保守党支持拡大につながっていない予算発表

オズボーン財相は、現在のイギリスの経済成長は、自分の財政・経済政策が正しいからだ、有権者は保守党政権を堅持すべきだと訴える。

確かに、オズボーン財相は、イギリスの財政赤字の削減に尽力した。NHS、学校、海外援助以外の予算を約5分の1減らし、財政赤字を半分とした。また、財務省とイングランド銀行がFunding for Lending という金融機関に安くお金を貸し付ける制度を設け、一方、財務省は、Help to Buy という住宅購入補助政策を打ち出した。これが住宅価格を押し上げる効果を生み、消費ブームをもたらし、現在の経済成長につながっている。

ただし、現在の経済成長は、数々の幸運によるものでもある。例えば、2010年にオズボーン財相は、2015年までに財政赤字を無くすと約束したが、ユーロ圏危機とイギリスの経済停滞で、その約束を先延ばしにした。もし約束通りにしていれば、現在の経済成長はなかっただろうと言われている。

また、保守党の移民の公約は、正味の移民の数(1年以上滞在する入国者から同様の出国者を引いた数)を10万人以下とすることだった。しかし、実際には、30万人近くと、その3倍になっている。ところが、この移民なしでは、イギリスはここまで経済成長できなかったといわれる。

経済成長で、税収が伸びており、しかも、石油価格が低落し、低いインフレ率で、実質賃金が上がるばかりではなく、政府の債務に対する支払いも減っており、イギリスは、財政の黒字化に大きく踏み出した。

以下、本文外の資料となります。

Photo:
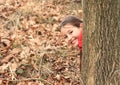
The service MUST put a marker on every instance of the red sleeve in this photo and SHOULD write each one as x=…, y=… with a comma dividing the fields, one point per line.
x=80, y=41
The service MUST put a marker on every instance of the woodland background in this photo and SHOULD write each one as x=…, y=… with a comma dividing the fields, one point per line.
x=32, y=51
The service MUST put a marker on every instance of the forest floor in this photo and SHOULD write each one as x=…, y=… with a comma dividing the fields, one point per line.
x=32, y=51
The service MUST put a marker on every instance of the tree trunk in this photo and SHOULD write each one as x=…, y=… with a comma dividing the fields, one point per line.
x=101, y=42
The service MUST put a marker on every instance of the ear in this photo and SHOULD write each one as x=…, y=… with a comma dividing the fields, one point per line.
x=81, y=25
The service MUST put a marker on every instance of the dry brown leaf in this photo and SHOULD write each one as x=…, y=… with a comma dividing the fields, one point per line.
x=7, y=58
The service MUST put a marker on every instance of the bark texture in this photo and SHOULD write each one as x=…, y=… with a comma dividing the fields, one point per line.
x=101, y=42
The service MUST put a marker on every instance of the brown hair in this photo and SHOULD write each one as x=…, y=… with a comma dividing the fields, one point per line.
x=75, y=21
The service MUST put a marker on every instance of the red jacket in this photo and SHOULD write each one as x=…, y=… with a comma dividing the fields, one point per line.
x=80, y=41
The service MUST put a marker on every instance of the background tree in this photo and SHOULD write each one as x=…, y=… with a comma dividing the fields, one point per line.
x=101, y=44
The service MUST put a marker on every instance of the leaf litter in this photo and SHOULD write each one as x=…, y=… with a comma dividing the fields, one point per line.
x=32, y=51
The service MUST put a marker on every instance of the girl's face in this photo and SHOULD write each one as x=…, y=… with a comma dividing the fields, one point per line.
x=71, y=34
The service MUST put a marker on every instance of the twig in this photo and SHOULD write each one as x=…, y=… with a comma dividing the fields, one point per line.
x=28, y=79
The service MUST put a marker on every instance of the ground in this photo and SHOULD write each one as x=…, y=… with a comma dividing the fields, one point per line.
x=32, y=51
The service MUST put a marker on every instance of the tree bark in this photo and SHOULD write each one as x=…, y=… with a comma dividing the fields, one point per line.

ただし、これらの成功と、5月の総選挙を有利に進めることができることとは別の問題である。予算発表後に行われた世論調査によると、確かに、有権者は、今回の予算を歓迎しており、オズボーン財相への評価は、高くなっている。しかしながら、もう一つの世論調査では支持率で労働党がリードしており、オズボーンの予算が政党支持に必ずしもつながっていないようだ。今回の予算発表の内容が、もう少しはっきりと理解されるようになるには、もう少し時間が必要かもしれないが、有権者は、保守党政権がどうしても必要だとはまだ考えていないようだ。